Vanguard Energy Funds Should You Add Them to Your Portfolio
Post on: 28 Март, 2015 No Comment
Do you have interest in Vanguard Energy Funds? We have some information for you.
The first question we must ask ourselves about an energy sector fund is: Do we need it in our portfolio?
Yes, we all know that energy demand worldwide continues to grow. We can see that it can be very difficult to find more energy resources, and places where it is plentiful are some of the most volatile places on earth. We can even see that Vanguard would be a great place to look for these sector funds due to their low costs and superior index tracking capabilities but
Do we need Vanguard Energy Funds in our portfolio?
One group would argue that you probably already have fairly significant energy exposure in your portfolio. For example, the Vanguard S&P 500 ETF (VOO) has a 10.3% exposure to Oil and Gas, while the Vanguard Total Stock Market ETF (VTI) has a 9.3% exposure.
Another group would argue that energy is too important. They would want to control the amount of energy in their portfolio by using a Vanguard Energy Sector Fund, even if it meant doubling up on some, or most, of the energy stocks.
What would Harry Markowitz say?
In 1952, Mr. Markowitz brought us a concept, in modern portfolio theory, called the Efficient Frontier. Efficient Frontier portfolio software will take all of the asset classes that you are interested in, and create a curve similar to what you see in this chart. Under this curve, which is called the efficient frontier, are all of the possible portfolios for the given risk level. No portfolios exist above this curve. The actual curve represents the best investment returns possible for any given risk level. See How to Make an Investment Portfolio: 6 Steps to Better Investing for a full understanding of how to make a portfolio.
What would happen if we made up a simple yet comprehensive three fund portfolio and tried to add energy to the portfolio?
Would the efficient frontier say we need to add energy, like Vanguard Energy Funds?
There are three parts to the efficient frontier: risk as measured by standard deviation, how the assets relate or correlate with each other, and the expected rate of return.
Here is our proposed three fund portfolio and the energy add on: (We used the Admiral Share index funds for the longer track records because these index funds are most similar to the ETFs.)
- Vanguard Total Stock Market Index Fund (VTSAX)
- Vanguard Total Bond Market Index (VBTLX)
- Vanguard Total International Stock Index (VTIAX)
- Vanguard Energy Index (VENAX)
We ran these four funds through Zephyr StyleADVISOR, our efficient frontier software. We found five different points on the efficient frontier, representing five different risk levels. We used beta to measure the risk of each portfolio. Beta is a measurement of volatility versus the S&P 500 Index. A beta of 1.00 is for a portfolio with the same volatility as the S&P 500 Index during the time frame being studied.
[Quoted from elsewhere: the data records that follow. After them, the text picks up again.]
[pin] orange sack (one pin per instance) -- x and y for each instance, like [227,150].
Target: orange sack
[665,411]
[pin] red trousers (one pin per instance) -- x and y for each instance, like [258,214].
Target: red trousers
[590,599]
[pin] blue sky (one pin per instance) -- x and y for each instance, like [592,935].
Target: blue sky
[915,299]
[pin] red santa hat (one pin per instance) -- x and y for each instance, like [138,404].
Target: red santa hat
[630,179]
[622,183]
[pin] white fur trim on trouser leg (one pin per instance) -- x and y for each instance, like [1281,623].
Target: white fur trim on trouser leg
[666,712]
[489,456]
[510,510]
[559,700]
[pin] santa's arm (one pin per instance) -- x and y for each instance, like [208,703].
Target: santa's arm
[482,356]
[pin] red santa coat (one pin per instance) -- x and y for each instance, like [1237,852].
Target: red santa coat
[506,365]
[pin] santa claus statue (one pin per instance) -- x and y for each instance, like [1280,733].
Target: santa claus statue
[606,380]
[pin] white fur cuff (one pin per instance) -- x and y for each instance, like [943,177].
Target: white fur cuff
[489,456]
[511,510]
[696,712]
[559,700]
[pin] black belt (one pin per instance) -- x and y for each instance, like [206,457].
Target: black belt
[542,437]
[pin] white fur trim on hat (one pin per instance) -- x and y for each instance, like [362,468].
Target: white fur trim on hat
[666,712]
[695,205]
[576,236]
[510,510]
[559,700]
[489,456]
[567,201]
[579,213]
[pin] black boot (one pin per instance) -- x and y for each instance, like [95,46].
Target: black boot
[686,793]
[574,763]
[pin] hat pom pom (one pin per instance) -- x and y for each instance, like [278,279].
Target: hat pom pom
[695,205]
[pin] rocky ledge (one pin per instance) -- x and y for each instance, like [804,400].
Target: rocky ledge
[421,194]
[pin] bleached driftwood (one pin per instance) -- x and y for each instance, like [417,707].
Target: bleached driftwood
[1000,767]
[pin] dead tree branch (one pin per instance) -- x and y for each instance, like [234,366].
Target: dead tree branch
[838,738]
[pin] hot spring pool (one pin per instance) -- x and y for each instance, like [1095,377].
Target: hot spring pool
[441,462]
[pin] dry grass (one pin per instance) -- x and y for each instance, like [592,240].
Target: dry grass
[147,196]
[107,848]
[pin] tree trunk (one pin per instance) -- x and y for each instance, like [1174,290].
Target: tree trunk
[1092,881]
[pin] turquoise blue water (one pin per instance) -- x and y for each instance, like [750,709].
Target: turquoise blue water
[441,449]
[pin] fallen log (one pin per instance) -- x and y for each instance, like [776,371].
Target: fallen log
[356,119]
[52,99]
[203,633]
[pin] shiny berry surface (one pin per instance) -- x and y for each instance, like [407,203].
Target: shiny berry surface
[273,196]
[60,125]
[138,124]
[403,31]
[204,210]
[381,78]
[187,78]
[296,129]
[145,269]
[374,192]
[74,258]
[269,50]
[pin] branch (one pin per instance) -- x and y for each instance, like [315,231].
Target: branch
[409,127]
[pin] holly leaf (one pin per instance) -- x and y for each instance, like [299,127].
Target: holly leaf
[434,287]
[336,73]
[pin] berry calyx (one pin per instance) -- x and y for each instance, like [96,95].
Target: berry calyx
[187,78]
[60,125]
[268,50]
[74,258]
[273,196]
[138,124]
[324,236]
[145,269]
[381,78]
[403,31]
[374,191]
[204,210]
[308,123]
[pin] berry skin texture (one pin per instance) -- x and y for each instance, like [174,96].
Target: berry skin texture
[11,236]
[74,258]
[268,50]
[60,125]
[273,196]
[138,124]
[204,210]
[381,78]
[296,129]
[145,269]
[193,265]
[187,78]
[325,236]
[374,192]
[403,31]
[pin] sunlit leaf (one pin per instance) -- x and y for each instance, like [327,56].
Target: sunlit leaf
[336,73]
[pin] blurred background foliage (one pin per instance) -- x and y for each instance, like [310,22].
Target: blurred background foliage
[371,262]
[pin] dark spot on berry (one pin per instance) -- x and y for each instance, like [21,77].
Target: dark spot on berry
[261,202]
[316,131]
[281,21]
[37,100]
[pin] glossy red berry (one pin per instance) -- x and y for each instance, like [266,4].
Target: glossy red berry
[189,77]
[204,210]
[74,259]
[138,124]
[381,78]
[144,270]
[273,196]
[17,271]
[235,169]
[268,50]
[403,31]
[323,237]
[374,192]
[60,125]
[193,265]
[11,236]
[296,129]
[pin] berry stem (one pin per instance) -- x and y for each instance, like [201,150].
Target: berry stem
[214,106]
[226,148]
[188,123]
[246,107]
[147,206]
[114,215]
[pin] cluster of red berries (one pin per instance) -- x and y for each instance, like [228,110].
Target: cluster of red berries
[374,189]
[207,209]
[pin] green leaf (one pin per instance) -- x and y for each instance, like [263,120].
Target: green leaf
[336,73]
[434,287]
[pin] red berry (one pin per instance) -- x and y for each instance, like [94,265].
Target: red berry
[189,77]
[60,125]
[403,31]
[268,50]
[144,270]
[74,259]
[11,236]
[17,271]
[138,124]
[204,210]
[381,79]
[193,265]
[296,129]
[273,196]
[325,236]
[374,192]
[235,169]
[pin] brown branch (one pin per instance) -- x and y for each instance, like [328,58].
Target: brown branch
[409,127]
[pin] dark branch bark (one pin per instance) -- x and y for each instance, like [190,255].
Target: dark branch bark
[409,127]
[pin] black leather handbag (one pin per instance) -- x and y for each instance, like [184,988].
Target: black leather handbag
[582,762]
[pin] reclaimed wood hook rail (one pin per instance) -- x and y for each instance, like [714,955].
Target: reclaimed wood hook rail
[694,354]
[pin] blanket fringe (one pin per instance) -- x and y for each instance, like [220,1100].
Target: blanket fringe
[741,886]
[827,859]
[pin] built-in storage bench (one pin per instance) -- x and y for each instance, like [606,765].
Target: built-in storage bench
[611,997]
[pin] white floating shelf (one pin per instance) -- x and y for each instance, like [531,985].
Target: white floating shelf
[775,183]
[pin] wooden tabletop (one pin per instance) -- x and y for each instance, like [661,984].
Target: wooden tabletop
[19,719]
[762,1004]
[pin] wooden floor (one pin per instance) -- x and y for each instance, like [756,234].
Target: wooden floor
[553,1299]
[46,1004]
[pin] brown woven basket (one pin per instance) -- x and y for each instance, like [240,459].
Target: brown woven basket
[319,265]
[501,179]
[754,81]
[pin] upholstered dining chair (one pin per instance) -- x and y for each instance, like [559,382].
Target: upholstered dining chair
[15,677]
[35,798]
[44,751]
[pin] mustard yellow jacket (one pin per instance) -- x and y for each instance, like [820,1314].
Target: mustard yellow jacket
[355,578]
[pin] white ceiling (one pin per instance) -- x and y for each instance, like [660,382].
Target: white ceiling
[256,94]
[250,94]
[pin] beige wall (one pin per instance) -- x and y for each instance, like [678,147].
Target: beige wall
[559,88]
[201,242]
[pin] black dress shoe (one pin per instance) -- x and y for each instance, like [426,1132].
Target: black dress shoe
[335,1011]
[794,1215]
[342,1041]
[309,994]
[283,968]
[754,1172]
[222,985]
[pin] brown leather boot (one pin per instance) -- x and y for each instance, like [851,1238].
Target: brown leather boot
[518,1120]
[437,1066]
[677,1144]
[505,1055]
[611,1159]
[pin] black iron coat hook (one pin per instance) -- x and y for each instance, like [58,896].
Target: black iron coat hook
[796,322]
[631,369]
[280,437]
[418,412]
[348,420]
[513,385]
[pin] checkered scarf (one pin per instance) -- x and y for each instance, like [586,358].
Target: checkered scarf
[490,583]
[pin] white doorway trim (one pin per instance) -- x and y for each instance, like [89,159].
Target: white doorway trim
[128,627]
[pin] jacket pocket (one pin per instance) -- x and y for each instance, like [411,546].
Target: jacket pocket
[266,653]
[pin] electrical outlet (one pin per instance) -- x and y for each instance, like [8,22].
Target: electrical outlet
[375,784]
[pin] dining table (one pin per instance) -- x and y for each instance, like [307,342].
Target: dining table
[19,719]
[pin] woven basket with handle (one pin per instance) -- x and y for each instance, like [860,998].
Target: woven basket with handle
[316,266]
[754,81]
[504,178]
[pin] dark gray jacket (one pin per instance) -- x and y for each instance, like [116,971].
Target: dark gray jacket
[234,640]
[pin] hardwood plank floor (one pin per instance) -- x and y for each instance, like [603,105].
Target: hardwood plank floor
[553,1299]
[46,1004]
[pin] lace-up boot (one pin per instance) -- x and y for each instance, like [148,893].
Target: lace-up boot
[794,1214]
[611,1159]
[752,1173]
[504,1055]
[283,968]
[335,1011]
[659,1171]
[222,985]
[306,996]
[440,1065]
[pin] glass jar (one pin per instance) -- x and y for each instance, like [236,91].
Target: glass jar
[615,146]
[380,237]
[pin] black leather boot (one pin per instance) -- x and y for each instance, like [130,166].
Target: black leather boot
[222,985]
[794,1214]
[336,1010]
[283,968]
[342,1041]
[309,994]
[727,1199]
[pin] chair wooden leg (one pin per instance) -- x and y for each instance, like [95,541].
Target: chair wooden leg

We created portfolios at 0.20, 0.40, 0.60. 0.80 and 1.00 beta.
Here are the results if we use the historical return (past results from Oct. 2004 to Aug. 2014) as the expected return:
Source: Zephyr StyleADVISORTM
You can see that using the efficient frontier in this manner shows a great need for tremendous amounts of energy in the portfolio. Read How to Create Your Ideal Diversified Investment Portfolio to fully understand the concepts behind portfolio design.
This is the problem with using past returns in the efficient frontier calculation. It shows you what would have worked the best. Unless you have a time machine you want to know what will work the best. Unfortunately, we are fresh out of crystal balls.
What should we do to get a more realistic portfolio?
We handle the concept of future expected returns by using the Capital Asset Pricing Model (CAPM), which is a well-established mathematical model that estimates returns based on market risks. In general, the more risk an asset has the more the expected return. Each asset placed into the efficient frontier model is given a return based on the CAPM instead of using historical returns or simply guessing about what returns might be in the future. There are lots of problems with CAPM as well, but it is still better than using historical returns.
Using CAPM to calculate the expected returns we get a much different portfolio set:
Source: Zephyr StyleADVISORTM
Using the more realistic and balanced CAPM returns produced portfolios that have essentially no extra energy sector needed.
In summary, if the past repeats and energy outperforms, then we will all wish that we had an over abundance of energy in our portfolios, like Vanguard Energy Funds. Unfortunately, the past is often a poor predictor of future performance. We prefer to create globally diversified core portfolios using Index Funds and ETFs without the use of sector funds like energy. We believe that you cannot determine where the market is going in the future, and making a bet on a sector like energy is not necessary to achieve good returns.